Birokrasi yang miskin transparansi dan akuntabilitas serta lamban dan kaku adalah birokrasi
yang sudah pasti tidak sehat dan ketinggalan zaman. Tidak salah jika menyebutnya sebagai
birokrasi yang ³kampungan´ atau kuno. Coba saja lihat, birokasi bisnis atau dunia usaha,
indikator untuk dapat dikatakan berkualitas dan bersih adalah transparan, akuntabel, inovatif,
dan cepat mengambil keputusan. Masyarakat tidak akan menaruh kepercayaannya kepada
perusahaan atau entitas bisnis yang tertutup dan kaku. Itu sebabnya, dalam BUMN mutlak
diterapkan prinsip-prinsip tata kelola perusahaan yang baik.
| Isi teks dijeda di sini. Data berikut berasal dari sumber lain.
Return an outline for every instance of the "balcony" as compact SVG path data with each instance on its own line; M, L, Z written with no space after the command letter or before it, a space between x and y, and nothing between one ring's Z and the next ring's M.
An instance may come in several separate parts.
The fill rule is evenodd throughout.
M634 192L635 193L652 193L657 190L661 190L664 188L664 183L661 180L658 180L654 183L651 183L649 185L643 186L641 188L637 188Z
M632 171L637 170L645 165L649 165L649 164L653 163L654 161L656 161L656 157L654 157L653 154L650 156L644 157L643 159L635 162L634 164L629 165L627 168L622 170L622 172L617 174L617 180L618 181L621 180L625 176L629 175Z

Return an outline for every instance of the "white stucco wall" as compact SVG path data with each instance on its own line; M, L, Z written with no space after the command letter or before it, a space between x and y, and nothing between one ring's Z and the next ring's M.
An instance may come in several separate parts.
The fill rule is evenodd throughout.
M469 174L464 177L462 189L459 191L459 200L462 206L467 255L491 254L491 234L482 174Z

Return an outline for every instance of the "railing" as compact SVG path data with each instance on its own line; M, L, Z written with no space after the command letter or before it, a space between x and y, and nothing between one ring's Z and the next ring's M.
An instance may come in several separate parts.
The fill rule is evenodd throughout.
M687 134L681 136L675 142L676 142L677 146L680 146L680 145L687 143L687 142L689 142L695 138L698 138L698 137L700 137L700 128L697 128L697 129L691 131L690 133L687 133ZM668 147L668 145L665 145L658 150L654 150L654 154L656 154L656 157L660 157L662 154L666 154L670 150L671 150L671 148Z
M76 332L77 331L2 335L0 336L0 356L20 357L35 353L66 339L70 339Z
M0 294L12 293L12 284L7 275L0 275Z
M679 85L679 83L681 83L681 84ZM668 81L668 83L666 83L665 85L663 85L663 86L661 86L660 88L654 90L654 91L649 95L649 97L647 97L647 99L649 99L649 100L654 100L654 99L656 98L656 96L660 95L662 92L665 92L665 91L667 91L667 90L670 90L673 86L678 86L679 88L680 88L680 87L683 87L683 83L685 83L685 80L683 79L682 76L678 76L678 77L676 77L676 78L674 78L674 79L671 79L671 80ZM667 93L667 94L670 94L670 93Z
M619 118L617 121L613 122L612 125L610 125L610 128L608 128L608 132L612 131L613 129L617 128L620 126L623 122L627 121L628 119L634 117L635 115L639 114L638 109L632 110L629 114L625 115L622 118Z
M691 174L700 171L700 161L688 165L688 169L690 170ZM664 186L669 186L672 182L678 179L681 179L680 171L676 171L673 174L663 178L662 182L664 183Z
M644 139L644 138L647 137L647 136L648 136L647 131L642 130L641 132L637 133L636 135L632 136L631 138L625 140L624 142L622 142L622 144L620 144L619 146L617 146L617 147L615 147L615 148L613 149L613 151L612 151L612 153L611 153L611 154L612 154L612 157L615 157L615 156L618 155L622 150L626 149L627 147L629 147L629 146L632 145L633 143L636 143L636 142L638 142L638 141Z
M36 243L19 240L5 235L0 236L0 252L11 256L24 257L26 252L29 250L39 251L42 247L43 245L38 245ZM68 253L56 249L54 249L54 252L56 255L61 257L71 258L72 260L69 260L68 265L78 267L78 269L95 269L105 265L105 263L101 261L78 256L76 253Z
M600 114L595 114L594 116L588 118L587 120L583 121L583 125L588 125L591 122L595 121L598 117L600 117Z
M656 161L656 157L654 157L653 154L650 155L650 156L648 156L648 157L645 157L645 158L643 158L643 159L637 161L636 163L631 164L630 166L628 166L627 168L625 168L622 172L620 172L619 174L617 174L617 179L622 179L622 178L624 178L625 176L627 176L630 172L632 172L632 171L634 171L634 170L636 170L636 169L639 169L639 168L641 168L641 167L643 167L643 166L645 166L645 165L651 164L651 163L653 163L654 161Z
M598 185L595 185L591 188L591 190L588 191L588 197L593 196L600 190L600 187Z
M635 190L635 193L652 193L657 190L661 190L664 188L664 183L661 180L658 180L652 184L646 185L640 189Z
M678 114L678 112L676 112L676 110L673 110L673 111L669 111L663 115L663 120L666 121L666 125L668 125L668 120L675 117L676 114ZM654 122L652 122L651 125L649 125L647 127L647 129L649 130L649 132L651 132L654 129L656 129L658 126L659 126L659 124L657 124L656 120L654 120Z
Hasilnya adalah SDM, manajemen, dan kultur organisasi yang berkualitas dan dapat
diandalkan. Secara individual dan kelembagaan dapat bersaing dengan entitas bisnis yang
lain baik secara nasional maupun internasional. Bukankah reputasi birokrasi semacam ini
yang diharapkan semua pihak.

Jika hal tersebut yang ingin diwujudkan, sudah waktunya, semua unsur kelembagaan
pemerintah memberikan peran dan peluang yang lebih besar bagi masyarakat untuk terlibat
langsung. Birokrasi jangan pelit dan takut akan kehilangan kekuasan, karena toh, kedaulatan
adalah di tangan rakyat. Berikan ruang yang lebih luas untuk demokrasi partisipatif agar
masyarakat dapat menjadi pengontrol yang efektif. Sudah banyak regulasi yang mendukung
hal tersebut dan birokrasi seharusnya menaatinya.

Sangat tepat apa yang ditulis oleh Janet V. Denhardt dan Robert B. Denhardt (2007), bahwa
government should be run like a democracy. Tiga elemen utama dalam prinsip-prinsip new
public service yang diperkenalkan keduanya adalah serving (melayani), love (cinta), dan
citizenship (kewarganegaraan). Bahwa negeri ini milik publik dan hanya untuk publik, bukan
untuk kepentingan segelintir elite atau golongan tertentu.

(Sumber: Lampung Post, 22 Nopember 2010).